HLA epitope mismatch analysis in kidney transplant patients
OA Version
Citation
Abstract
End Stage Renal Disease is the most common cause of kidney failure and is the most common diagnosis for the receival of a kidney transplant. Improvements in diagnostics, immunosuppression, post-operative monitoring, and organ allocation have allowed the procedure to become widespread in treating End Stage Renal Disease and have led to excellent post-operative outcomes. However, a disparity exists in access to and success of kidney transplantation between different racial and social groups. Success 10 years post-op has also been variable and demonstrates the need for further research in donor/recipient immune matching and immunosuppressive therapies. Human Leukocyte Antigen (HLA) Mismatch Analysis is the study and comparison of biomarkers between donors and recipients to ensure a “match” to prevent an immune response to foreign tissue.

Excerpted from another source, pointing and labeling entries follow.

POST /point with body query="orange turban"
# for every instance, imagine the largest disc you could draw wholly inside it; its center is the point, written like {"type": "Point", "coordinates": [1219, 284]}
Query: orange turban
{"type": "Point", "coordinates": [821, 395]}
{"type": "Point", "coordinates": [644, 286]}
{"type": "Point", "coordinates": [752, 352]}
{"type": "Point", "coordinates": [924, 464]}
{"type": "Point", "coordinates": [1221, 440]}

Eplet mismatch analysis further studies specific regions of these HLA proteins, which can help further ascertain the risk associated with matches. While epitope mismatch analysis has shown promise in predicting the risk of rejection post-transplant, there are many questions about its clinical use with low-resolution genotyping that is used for kidney transplantation. Comparing two surrogate groups that underwent either method of analysis, it was found in greater than 90% of pairs analyzed the immunological risk categorization resolution from molecular mismatch remained the same. A comparison was also made to understand the effect of racial classification on the number of epitope mismatches, which was also found not to have a significant difference among racially concordant and discordant groups. Such information provides an important look into the utility of tests done to determine the most effective donor/recipient match. The minimal difference between imputation and high-resolution genotyping has shown that low resolution genotyping can be used to provide clinical risk classification based on epitope mismatches.